Al nacer, entramos en contacto con algo que nos pertenece, nutre y transmite defensas, pero que es diferente a nosotros. Es inevitable que el hombre se toque a sí mismo. Es una manera de reconocerse, y a la vez, toque cosas extrañas a su cuerpo. Es una de las formas de entrar en relación con lo desemejante, lo ajeno a él. De aprender de aquello de lo cual se carece de conocimiento y, si es necesario, de crear defensas ante lo destructivo. 

Que la pandemia signifique que no podamos ponernos en contacto con el virus, y que a este lo lleven otros, iguales pero diferentes a ti, así sean cercanos, implica un salto impredecible en la evolución. No podemos entrar en contacto con aquello que nos es diferente, por peligroso o atractivo que luzca. Estamos ante la pureza de lo incorruptible como imagen y única posibilidad de vida, asumida de forma literal, y eso es una imagen poderosa para la psique.

Aunque la observación no fuese real, que gran parte de la población mundial se vaya a contagiar, es preocupante. Cuando aparece lo puro, lo más seguro es que se ponga en alto la bandera de lo inflexible, y lo estrictamente correcto. Esto no es nuevo. Lo virginal siempre ha estado allí. Lo que sí es novedoso, es que la información es globalizada y todas las plataformas comunicacionales dan cuenta de la situación. 

La necesaria información ha hecho que la erupción de emociones y conductas afines a la infección sean masivas. Por ejemplo, la obsesión por la limpieza y la distancia con el otro. Ese es otro tipo de contagio no menos importante. En sueños, cuando alguien tiene una pesadilla donde se infecta, una de las tantas aproximaciones posibles, es que está en contacto con algo distinto, algo que va a cambiar su estado psíquico actual para transformarlo en otro. Va a cambiar los instrumentos por medio de los cuales intenta adaptarse a un mundo interior y exterior, que se ha modificado. Es un significado formidable. Necesitamos exponernos ante lo extraño para sobrevivir, para ser otros. Aunque en la realidad literal de hoy, tengamos que desecharlo. 

Incubación

Si se observa lo que sucede, tenemos que las sociedades actuales han arrojado un peso excesivo al mundo de las sensaciones exteriores. Mostrar cuán bien vivimos, vender el mejor producto, identificarnos con aquello a lo que hacemos propaganda creemos, nos hace conocidos entre desconocidos. Así vivimos en una participation mystique virtual.
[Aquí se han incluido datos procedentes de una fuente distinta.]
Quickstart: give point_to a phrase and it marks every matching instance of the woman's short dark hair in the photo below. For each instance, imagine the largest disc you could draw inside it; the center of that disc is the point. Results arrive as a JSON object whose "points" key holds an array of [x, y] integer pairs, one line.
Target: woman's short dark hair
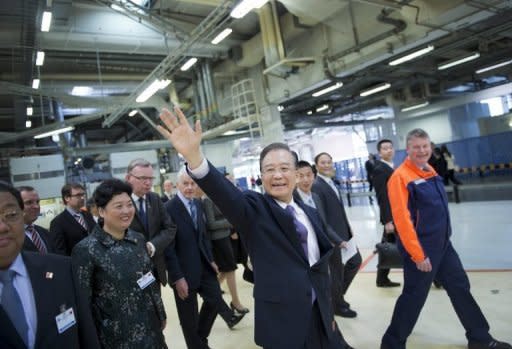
{"points": [[7, 188], [108, 189]]}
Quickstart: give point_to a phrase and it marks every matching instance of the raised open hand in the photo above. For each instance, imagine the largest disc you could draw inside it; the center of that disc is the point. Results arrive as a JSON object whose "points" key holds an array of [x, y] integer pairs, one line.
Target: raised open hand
{"points": [[181, 135]]}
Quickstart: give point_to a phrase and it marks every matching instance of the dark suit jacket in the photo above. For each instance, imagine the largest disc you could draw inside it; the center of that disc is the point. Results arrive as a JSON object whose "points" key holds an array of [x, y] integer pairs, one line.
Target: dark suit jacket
{"points": [[161, 231], [66, 232], [45, 235], [50, 293], [190, 254], [335, 214], [282, 275], [331, 234], [381, 174]]}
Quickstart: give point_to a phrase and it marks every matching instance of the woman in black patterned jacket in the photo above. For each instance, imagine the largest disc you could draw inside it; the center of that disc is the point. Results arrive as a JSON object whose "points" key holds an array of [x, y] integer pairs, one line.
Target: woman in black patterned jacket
{"points": [[114, 270]]}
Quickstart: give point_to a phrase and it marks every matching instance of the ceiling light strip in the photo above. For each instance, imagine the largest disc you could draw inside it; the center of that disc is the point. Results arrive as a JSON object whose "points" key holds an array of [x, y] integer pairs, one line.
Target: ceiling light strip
{"points": [[188, 64], [459, 61], [492, 67], [55, 132], [415, 106], [221, 36], [328, 89], [412, 55], [375, 89], [46, 21]]}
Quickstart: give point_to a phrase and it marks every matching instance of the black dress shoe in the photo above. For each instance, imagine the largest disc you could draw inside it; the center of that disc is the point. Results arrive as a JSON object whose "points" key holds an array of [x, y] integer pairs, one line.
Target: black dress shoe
{"points": [[388, 283], [345, 312], [235, 318], [239, 311], [494, 344]]}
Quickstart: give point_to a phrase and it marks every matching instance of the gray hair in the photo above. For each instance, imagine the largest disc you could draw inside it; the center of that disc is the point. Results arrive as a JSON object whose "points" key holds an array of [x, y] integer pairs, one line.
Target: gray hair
{"points": [[416, 133], [138, 163]]}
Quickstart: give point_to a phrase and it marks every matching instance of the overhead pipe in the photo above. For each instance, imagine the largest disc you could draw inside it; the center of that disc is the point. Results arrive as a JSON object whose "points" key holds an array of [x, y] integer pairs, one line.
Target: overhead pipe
{"points": [[211, 89]]}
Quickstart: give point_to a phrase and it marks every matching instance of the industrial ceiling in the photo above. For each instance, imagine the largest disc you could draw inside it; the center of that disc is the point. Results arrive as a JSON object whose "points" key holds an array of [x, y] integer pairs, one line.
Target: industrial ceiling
{"points": [[114, 49]]}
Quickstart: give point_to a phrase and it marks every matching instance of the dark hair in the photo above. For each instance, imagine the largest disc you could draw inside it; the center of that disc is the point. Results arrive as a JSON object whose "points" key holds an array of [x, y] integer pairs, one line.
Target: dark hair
{"points": [[303, 164], [7, 188], [416, 133], [444, 150], [25, 188], [108, 189], [67, 188], [317, 157], [382, 141], [276, 146]]}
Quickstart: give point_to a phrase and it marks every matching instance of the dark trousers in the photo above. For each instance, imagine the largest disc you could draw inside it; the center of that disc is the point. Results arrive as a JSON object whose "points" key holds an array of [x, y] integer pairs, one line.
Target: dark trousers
{"points": [[447, 268], [342, 276], [196, 326], [317, 338], [382, 274]]}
Es sabido que las empresas tecnológicas dedicadas a hacernos públicos, son de las más rentables del planeta. Con la publicación virtual de lo íntimo, quizá nos hemos descompensado con el mundo del afuera. Se ha colocado un peso excesivo en la extroversión.

Como observación curiosa, la infección que recorre el mundo, tiene que ver con el cuerpo psico-físico, pero adentro. Ha obligado a la población a confinarse, a guardarse. Y aunque las redes sociales desde la intimidad, sean una ventana con el mundo exterior, por el momento hemos perdido el roce social, un aspecto de lo tangible.
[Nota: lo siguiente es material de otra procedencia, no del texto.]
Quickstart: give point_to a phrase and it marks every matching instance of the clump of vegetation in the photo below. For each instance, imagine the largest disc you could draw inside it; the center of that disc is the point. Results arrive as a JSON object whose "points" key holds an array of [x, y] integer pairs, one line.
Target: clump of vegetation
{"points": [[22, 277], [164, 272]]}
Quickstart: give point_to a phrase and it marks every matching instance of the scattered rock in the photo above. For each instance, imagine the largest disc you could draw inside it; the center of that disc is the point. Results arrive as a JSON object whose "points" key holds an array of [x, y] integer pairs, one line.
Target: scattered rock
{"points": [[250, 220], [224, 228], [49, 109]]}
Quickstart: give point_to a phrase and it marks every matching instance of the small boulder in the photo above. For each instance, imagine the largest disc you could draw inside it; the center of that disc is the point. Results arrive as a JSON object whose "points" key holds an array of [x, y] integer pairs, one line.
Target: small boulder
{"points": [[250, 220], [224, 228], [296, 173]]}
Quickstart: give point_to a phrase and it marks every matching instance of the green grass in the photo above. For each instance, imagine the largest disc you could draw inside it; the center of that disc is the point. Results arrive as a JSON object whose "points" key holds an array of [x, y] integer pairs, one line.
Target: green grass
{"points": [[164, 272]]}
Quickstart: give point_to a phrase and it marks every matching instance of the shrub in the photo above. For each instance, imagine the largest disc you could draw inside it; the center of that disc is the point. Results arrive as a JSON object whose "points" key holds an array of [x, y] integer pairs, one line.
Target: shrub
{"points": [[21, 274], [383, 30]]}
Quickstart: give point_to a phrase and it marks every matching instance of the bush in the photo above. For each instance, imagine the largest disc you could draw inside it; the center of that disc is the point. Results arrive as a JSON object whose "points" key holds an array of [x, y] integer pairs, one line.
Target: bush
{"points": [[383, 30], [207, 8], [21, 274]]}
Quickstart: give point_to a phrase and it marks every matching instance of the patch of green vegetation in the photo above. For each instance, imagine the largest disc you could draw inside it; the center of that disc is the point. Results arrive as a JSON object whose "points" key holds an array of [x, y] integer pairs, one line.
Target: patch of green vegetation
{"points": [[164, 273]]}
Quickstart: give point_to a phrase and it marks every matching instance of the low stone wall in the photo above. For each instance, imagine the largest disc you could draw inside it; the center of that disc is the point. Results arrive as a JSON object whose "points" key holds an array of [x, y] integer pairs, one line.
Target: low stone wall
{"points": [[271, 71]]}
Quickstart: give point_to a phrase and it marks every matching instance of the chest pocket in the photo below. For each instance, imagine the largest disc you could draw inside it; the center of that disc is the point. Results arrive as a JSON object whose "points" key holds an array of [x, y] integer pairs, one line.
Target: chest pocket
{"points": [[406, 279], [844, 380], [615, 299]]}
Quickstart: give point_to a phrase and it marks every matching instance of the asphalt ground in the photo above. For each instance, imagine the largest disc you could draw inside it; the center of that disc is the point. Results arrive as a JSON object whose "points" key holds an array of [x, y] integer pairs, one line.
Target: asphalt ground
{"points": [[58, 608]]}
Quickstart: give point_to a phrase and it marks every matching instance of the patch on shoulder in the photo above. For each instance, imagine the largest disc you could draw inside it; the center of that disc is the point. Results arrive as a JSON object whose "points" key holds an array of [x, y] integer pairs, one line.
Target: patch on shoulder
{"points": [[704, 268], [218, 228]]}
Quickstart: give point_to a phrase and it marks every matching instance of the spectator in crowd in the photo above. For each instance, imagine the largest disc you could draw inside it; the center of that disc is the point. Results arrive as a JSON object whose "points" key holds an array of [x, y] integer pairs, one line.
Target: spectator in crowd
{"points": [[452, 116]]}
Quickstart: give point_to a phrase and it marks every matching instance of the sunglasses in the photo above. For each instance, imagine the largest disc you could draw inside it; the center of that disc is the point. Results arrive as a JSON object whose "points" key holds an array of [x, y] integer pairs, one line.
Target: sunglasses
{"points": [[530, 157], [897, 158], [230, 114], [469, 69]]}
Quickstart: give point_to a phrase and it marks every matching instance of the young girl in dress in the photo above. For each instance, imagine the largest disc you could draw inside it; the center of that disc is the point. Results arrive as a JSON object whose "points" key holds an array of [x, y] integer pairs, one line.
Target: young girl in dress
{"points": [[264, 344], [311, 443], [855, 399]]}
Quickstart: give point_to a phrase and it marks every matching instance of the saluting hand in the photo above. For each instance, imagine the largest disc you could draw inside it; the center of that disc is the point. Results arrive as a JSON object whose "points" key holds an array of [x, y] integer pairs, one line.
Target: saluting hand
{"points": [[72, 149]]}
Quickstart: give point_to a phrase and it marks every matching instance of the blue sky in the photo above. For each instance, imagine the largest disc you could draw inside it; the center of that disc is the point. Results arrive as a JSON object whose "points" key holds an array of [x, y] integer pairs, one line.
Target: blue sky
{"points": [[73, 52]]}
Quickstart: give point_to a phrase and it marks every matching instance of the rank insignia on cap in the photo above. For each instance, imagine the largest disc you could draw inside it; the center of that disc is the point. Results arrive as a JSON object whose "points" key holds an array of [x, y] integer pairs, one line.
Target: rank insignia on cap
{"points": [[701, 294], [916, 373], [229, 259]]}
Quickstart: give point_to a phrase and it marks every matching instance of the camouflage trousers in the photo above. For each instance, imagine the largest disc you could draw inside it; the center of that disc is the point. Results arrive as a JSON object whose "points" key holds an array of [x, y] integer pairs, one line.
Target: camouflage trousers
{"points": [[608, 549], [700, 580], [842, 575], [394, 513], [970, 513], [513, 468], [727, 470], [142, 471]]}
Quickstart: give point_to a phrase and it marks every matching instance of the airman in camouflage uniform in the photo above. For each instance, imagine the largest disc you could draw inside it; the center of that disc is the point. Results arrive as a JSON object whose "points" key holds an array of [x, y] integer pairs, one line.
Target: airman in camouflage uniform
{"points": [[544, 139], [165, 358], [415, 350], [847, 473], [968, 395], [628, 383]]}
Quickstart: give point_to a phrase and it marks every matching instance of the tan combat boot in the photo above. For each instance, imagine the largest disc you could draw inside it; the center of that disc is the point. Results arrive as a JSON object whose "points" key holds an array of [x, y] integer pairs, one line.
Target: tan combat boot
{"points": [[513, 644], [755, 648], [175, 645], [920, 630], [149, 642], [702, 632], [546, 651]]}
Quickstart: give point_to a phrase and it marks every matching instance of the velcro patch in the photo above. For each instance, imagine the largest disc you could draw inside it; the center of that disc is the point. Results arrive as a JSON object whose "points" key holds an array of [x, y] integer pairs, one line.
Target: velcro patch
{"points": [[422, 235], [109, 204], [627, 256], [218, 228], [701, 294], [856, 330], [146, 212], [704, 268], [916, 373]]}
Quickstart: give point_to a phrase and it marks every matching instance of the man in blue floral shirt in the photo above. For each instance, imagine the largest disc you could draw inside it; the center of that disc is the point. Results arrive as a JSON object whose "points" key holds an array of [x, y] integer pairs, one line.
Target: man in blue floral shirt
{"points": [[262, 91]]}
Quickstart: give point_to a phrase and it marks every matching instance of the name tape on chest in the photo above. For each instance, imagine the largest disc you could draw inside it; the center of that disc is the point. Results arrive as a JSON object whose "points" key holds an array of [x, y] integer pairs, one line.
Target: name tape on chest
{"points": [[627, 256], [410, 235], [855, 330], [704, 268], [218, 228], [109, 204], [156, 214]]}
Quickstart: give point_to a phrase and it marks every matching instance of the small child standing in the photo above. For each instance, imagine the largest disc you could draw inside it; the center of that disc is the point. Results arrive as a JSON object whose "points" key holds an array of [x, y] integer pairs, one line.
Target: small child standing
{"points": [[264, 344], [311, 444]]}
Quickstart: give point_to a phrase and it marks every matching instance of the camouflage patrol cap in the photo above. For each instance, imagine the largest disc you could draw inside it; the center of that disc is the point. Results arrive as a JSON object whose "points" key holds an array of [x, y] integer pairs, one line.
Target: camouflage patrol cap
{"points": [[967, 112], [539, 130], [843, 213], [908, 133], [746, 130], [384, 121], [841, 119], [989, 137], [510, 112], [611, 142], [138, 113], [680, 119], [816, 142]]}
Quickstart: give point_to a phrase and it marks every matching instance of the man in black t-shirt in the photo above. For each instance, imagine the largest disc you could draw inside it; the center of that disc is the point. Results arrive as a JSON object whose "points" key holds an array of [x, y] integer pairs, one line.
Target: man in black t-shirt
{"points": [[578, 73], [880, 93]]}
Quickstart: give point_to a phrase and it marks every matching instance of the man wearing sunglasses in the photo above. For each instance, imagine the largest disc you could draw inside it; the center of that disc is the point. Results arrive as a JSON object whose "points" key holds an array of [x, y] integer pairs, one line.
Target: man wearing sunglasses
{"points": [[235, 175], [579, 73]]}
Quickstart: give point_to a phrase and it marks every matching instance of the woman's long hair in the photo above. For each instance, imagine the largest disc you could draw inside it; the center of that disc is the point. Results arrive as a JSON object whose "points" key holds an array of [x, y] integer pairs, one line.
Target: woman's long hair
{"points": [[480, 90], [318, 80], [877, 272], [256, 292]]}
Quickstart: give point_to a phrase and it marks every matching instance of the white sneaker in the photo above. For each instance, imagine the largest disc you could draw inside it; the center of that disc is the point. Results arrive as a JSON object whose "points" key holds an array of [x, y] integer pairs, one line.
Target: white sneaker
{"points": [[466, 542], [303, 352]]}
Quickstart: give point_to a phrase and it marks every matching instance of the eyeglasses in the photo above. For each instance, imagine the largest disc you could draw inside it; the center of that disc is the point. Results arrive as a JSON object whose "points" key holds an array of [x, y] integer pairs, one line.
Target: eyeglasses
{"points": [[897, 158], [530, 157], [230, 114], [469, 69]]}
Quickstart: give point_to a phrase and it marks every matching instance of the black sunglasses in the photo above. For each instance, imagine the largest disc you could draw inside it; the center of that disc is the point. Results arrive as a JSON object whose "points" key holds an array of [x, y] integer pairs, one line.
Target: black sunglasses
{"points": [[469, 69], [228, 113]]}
Cabe preguntarse en este caso, si no será una compensación de la balanza, lo que la realidad está exigiendo a la vida psíquica del hombre. Los síntomas psíquicos que han tenido lugar en el confinamiento: miedo, obsesión por la limpieza, paranoia ante algo invisible, peligroso, y depresión, tienen que ver con el aislamiento, y la proximidad a un mundo que se nos hace amenazante. Es cierto, pero en el fondo, quizá a lo que más tememos es a nosotros mismos. 
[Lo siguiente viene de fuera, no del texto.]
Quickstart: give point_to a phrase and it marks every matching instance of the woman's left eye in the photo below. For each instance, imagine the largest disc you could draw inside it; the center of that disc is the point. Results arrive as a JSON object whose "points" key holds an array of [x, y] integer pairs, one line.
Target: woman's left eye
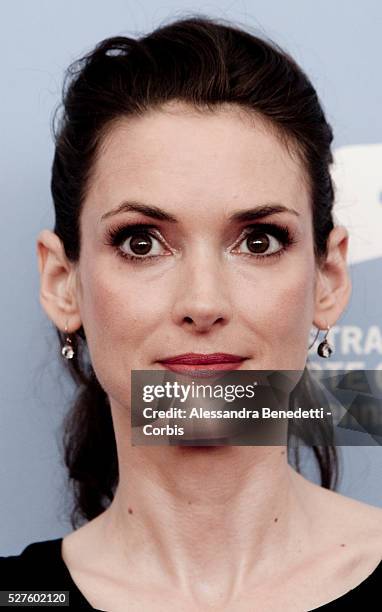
{"points": [[266, 241]]}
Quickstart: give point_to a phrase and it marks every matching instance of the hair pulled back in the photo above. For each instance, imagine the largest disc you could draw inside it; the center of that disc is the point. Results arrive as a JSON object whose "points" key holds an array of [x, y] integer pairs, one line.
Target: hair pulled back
{"points": [[204, 62]]}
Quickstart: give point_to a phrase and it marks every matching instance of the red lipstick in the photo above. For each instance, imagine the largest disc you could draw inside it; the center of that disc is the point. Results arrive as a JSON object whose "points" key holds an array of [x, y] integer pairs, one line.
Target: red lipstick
{"points": [[202, 364]]}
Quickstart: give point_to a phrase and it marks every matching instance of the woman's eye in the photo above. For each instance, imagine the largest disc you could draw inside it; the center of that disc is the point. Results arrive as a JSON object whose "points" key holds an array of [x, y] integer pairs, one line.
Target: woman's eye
{"points": [[261, 243], [141, 244]]}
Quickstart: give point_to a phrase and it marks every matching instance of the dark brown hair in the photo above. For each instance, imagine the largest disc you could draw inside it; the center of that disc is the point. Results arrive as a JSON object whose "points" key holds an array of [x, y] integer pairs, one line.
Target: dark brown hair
{"points": [[204, 62]]}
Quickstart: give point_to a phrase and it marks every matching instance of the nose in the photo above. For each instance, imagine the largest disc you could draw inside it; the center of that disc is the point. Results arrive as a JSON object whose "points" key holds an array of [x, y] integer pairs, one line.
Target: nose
{"points": [[202, 298]]}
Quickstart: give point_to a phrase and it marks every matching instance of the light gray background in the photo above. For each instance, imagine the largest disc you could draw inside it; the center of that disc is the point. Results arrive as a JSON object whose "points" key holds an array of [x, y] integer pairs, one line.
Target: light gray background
{"points": [[337, 43]]}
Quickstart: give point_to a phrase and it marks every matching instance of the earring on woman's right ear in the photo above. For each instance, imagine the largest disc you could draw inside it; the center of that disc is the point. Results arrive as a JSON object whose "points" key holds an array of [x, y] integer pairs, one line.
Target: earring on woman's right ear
{"points": [[67, 350]]}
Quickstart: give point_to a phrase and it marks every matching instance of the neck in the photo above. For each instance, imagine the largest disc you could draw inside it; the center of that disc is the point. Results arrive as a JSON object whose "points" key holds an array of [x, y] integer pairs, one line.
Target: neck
{"points": [[197, 515]]}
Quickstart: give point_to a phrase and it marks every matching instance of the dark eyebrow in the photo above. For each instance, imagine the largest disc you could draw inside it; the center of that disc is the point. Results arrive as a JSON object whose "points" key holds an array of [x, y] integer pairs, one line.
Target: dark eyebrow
{"points": [[248, 214]]}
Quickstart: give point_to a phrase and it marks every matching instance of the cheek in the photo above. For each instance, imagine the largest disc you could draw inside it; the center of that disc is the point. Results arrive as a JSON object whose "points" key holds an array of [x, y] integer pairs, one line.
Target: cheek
{"points": [[119, 319], [279, 307]]}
Hay unos síntomas que, como referencia, nos traen una imagen. Al parecer, una de las muchas formas como debuta el contagio, es con la falta de olor y sabor, sentidos vinculados estrechamente a los instintos más básicos. Allí donde la enfermedad tiene su lugar, su espacio. Entre otras cosas, acerca a milímetros de los instintos. Aquello que afecta a una colectividad, por contraparte, sujeta al individuo al mundo interior, al ámbito de emociones y de los instintos.

Estrecharse a los instintos -lo más primitivo que tenemos para defendernos-, da lugar a terrores que sólo conciernen al individuo, pero también forman parte del género humano, y pertenecen a la noche de los tiempos. Todas las emociones que se han despertado necesitan incubación, aislamiento. Quizás así se pueda vislumbrar una nueva forma de existir, quizás no muy diferente a esta, pero al menos, con otra perspectiva.